罰が悪そうなフィズ皇子が、ゆっくりと立ち上がった。何も言わず、コーディアルに背を向けて屋上の扉を叩く。返事はない。扉は押しても開かないようで、肩を下ろしたフィズ皇子がコーディアルの方に体を向けた。
「すみませんコーディアル様。皆を呼びに行ったのに、アクイラとオルゴが悪知恵を」
髪を掻きながら、フィズ皇子は眉尻を下げて俯いた。
「悪知恵? あのフィズ様。先程アクイラ様とオルゴ様に……」
「アクイラとオルゴです! 様を付けない! それとも我等が守護騎士とは不満ですか!」
扉の向こうからアクイラの怒声が飛んできた。
「アクイラ、貴様! コーディアル様になんて言い草だ! そもそもお前達は守護騎士ではなく私の目付監視だろう! コーディアル様の守護騎士はこのフィズだ! 毎日、毎日、自重しろ!」
扉に向き合うフィズ皇子が、拳を握りしめて扉を叩いた。
「嫌ですね! 近衛兵長にしてくれると約束したのにちっともだから、私はコーディアル様に祖国で出世させてもらうことにしました! 意気地なしのフィズ様の目付け監視などという子守はもう沢山です! 皇帝陛下もフィズ様とコーディアル様を連れてきたら出世させてくれると申してくれました!」
「おいオルゴ! お前、抜け駆けしたな! お前は副近衛兵長という約束だろう! しかし良くやったアクイラ。コーディアル様に直談判とは実に勇敢だった」
フィズ皇子が拳を少し下ろし、その後わなわなと震え出した。
「貴様等! 私を無視して何の話をしたのだ! 直談判とはどういうことだ! コーディアル様を追い詰めるような極悪非道、解雇するぞ!」
「それならコーディアル様に再雇用していただきます! この地で楽しく暮らすのです!」
「フィズ様より余程我等の方が親しいので問題ありません! コーディアル様は私達を雇うでしょう! なにせ民が潤います! この地では妻も手に入りそうです!」
これはどういうことなのか。

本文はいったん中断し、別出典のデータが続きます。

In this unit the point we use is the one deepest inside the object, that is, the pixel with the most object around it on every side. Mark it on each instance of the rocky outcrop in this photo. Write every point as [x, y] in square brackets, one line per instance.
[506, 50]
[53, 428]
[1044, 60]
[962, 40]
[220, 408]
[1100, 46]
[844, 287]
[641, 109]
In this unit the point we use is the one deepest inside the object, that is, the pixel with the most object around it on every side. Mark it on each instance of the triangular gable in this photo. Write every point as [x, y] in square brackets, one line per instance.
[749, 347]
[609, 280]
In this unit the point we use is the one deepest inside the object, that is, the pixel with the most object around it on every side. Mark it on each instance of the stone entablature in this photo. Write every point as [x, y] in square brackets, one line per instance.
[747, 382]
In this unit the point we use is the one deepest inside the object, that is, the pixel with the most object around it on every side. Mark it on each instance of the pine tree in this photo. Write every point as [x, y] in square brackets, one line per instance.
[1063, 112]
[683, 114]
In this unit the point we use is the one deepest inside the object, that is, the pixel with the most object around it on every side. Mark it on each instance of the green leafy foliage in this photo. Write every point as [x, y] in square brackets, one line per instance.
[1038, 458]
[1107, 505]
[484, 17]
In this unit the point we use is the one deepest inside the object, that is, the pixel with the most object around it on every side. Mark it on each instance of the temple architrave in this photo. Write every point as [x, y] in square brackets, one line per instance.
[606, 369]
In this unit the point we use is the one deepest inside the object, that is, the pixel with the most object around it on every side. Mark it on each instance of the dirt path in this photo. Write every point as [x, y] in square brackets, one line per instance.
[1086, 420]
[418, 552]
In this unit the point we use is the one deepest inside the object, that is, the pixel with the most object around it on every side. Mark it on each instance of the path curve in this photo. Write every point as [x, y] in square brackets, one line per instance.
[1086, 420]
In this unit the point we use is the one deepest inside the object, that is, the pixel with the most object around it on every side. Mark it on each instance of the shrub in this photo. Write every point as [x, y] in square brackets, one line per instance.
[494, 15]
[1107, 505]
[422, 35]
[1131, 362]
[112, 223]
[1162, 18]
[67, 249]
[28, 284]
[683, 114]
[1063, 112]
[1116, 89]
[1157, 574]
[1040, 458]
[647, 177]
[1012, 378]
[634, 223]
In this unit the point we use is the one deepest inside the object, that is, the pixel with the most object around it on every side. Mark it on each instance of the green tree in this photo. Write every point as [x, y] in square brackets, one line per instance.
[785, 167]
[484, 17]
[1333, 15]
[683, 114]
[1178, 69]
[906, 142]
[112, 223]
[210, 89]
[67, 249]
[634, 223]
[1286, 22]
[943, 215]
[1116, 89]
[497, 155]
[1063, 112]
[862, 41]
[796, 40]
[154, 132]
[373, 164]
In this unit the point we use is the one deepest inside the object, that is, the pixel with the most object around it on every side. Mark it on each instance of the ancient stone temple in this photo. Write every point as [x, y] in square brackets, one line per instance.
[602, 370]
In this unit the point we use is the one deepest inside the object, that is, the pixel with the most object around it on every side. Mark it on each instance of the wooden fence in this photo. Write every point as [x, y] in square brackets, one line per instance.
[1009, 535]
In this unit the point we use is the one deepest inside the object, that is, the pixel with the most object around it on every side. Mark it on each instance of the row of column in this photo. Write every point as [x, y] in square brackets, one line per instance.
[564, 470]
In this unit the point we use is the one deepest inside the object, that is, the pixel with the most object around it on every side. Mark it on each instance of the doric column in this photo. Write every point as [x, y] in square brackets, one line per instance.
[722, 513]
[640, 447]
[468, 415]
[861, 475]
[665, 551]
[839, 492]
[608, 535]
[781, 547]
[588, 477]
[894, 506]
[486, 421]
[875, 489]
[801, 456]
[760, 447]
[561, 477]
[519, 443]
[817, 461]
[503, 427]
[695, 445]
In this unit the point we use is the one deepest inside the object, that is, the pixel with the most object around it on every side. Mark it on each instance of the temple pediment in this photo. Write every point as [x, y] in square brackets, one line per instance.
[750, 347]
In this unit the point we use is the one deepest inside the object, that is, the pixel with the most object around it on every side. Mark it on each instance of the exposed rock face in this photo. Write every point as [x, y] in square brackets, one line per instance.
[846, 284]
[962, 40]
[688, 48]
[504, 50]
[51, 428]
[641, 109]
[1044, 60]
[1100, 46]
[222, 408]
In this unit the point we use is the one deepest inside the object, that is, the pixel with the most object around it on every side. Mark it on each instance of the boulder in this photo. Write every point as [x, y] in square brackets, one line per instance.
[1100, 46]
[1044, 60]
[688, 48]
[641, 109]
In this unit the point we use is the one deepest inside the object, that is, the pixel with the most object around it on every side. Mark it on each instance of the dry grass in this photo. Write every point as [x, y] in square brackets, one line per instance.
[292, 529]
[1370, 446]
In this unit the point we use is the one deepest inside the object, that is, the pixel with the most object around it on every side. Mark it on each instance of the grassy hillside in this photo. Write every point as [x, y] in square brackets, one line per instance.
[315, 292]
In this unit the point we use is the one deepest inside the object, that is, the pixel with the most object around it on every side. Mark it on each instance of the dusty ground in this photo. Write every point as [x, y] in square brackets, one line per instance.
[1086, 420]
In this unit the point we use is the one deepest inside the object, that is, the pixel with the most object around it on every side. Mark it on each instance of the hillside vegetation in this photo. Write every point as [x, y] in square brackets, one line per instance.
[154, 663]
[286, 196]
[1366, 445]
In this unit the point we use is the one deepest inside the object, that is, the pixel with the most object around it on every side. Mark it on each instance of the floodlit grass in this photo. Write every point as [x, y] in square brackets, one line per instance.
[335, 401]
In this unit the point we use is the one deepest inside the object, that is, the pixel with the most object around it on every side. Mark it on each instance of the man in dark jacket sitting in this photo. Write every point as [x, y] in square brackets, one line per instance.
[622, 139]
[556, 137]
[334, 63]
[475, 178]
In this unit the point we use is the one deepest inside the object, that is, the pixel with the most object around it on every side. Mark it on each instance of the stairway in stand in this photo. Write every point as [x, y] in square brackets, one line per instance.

コーディアルはポカンと三人の声だけの喧嘩らしき会話を聞く。こんなフィズ皇子、初めてだ。どちらかというと寡黙で、ニコニコしているフィズ皇子の意外な激しさ。それに、この地で楽しく暮らすというアクイラの声。妻が手に入りそうというオルゴ。帰国するという話ではなかったか?
「臆病者!」
「小心者!」
「今夜は逃がしませんよフィズ様!」
「そうですフィズ様! いい加減にして下さい!」
訳が分からなくて途方にくれていると、静かになった。コーディアルは無言でフィズ皇子の背中を見つめる。背を丸めて、扉に寄りかかっているフィズ皇子。コーディアルの膝の上で、レージングが小さく鼻を鳴らした。